# whole lamb



## cjm72 (Sep 30, 2011)

Does anybody know where i can get a whole lamb?  Near to Jonesboro, AR


----------



## pops6927 (Sep 30, 2011)

Do you have any meat wholesalers in your area oe a large meat department that could order you one?  Most chain stores probably only get COV precut stuff like precut chops, shoulders, breasts, etc.  But a meat wholesaler might be able to get you one if you have a connection with a large meat department.


----------



## chef jimmyj (Sep 30, 2011)

CJ, These guys are listed for every state and are a good source for local farmers. Here's yours...JJ

http://www.eatwild.com/products/arkansas.html


----------



## pops6927 (Oct 1, 2011)

WOW! Great link Chef Jimmy J!  That's what I love about this forum, we all learn

from each other!


Chef JimmyJ said:


> CJ, These guys are listed for every state and are a good source for local farmers. Here's yours...JJ
> 
> http://www.eatwild.com/products/arkansas.html


----------



## daveomak (Oct 1, 2011)

Pops6927 said:


> WOW! Great link Chef Jimmy J!  That's what I love about this forum, we all learn
> 
> from each other!


 Another great learning experience... Thanks JJ


----------



## rivet (Oct 1, 2011)

cjm72 said:


> Does anybody know where i can get a whole lamb?  Near to Jonesboro, AR


Hey CJ.....try this. Worked for me. Got a source for goat this way too, guy who raises a dozen or so a year and sells them in his area.

Go to a nearby small mom & pop grocery or an Hispanic one, and check out the bulletin board. Local folks who raise will post a notice (usually just a sheet of paper) for goats or lamb for sale. The Hispanic stores are a better bet.

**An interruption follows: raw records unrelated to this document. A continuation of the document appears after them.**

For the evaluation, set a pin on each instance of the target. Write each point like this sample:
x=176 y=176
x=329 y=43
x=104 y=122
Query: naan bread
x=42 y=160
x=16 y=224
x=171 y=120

Usually sold live by the pound and once you get to know the seller, he will keep you in mind every year and will call to confirm you want another one.

Good luck to you, and good eating too!


----------



## chef jimmyj (Oct 3, 2011)

Gentlemen, you are welcome...That site is very cool anything a Farmer raises or grows can be found there and they are dedicated to being Organic and Sustainable...JJ


----------